Para entender um pouco mais sobre essa espécie em questão, o biólogo relata que ela se chama Schistocerca cancellata e é comum na América do Sul. “Inclusive, também ocorre no Brasil. Já existiram surtos desse tipo na década de 1930 e 1940, no Sul do País. No entanto, nunca mais se teve registos desses insetos causando danos às lavouras. Em média, os machos chegam a pouco mais de 4cm e as fêmeas a 6,3cm, podendo colocar entre 70 a 120 ovos cada fêmea. Além disso, a capacidade de voo pode alcançar até 150km de distância, durante o dia, com a ajuda do vento”, descreve.

Animais e humanos correm riscos? Após conhecermos as principais características desses insetos, Lima afirma: não, os gafanhotos não são transmissores de nenhum tipo de patógeno ou enfermidades a outras espécies de animais e aos humanos. “No entanto, dada a sua alta voracidade, comem de tudo o que veem pela frente, pois são polífagos, o que significa que se alimentam de, praticamente, todo tipo de planta”, informa.

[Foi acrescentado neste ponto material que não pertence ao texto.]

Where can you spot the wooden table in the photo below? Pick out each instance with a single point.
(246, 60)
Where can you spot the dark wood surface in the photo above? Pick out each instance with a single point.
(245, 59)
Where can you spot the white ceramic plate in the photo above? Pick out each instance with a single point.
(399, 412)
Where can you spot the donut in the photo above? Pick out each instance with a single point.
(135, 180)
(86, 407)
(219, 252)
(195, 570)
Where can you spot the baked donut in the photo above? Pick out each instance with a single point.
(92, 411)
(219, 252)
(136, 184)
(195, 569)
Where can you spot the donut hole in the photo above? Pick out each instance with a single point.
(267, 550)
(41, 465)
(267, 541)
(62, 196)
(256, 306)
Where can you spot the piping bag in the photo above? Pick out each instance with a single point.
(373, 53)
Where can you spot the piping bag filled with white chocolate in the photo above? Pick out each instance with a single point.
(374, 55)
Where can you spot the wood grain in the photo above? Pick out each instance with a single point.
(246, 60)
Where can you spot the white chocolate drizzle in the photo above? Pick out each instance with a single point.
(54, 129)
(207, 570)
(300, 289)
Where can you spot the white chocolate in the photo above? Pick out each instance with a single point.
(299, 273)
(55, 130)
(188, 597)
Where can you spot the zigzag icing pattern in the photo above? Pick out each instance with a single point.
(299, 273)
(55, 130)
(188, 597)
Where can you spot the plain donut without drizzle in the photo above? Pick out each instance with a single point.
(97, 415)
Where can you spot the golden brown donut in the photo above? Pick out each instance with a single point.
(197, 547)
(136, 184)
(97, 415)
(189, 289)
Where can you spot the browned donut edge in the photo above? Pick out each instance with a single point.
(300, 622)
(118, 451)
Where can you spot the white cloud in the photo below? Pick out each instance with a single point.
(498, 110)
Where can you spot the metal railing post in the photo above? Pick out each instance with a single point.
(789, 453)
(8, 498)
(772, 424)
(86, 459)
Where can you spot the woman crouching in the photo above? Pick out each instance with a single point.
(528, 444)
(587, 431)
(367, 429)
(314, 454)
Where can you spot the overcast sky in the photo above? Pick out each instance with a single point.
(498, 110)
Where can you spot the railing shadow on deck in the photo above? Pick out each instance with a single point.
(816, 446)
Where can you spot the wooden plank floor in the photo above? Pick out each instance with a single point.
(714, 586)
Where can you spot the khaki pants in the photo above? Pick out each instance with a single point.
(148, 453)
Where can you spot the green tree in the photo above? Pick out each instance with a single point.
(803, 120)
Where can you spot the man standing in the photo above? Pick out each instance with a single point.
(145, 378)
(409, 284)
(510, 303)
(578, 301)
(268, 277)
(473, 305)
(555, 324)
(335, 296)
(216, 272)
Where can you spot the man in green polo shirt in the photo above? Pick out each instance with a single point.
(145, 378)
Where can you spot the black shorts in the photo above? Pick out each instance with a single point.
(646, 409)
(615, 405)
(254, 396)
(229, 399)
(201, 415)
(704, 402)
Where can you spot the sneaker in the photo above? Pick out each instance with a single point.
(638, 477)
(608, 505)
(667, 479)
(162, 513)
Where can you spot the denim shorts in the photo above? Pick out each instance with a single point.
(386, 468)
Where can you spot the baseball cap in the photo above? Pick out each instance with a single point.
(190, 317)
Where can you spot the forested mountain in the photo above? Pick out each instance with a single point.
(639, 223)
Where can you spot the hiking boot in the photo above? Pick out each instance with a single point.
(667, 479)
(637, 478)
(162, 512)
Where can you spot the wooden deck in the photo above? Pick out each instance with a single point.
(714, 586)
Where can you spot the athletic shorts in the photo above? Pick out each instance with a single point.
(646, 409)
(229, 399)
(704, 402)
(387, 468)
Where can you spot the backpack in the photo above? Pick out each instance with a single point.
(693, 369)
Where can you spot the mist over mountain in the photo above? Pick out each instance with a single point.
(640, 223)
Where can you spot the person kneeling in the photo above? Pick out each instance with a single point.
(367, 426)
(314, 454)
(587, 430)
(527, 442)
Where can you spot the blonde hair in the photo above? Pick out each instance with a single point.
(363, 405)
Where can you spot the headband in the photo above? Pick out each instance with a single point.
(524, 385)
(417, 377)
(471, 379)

Dessa forma, sendo eles herbívoros, o biólogo assegura que não vão atacar nem humanos nem animais. “Pede-se, porém, que se protejam, uma vez que são muitos deles voando ao mesmo tempo, podendo trombar com as pessoas e, como possuem espinhos nas pernas saltatórias, podem nos machucar com o impacto”, aconselha o professor que salienta outro ponto importante: entrar em contato com órgãos de defesa vegetal do município ou Estado para informar a ocorrência.

Nuvens nos centros urbanos. Quando questionado sobre uma forma de evitar que esses insetos saiam das áreas rurais e se espalhem nas urbanas, o profissional afirma que a única medida de contenção é apenas tentar fazer o controle desses insetos ainda na zona rural, onde eles dão preferência por conta da alimentação. “Infelizmente, com o uso excessivo de agrotóxicos, seus inimigos naturais têm desaparecido, como sapos, lagartos e pássaros”, menciona.

Embora pareça algo aterrorizante, o biólogo destaca que esse tipo de acontecimento não é novo para essa espécie. “A formação de nuvens ocorre em períodos de tempos de 40 anos, o que nos alerta sobre a importância de estar monitorando, tanto essa, como outras espécies que também formam nuvens e ocorrem no Brasil. Manter uma agricultura mais sustentável, com menos uso de agrotóxicos é fundamental para que mantenhamos o equilíbrio no meio ambiente”, conclui.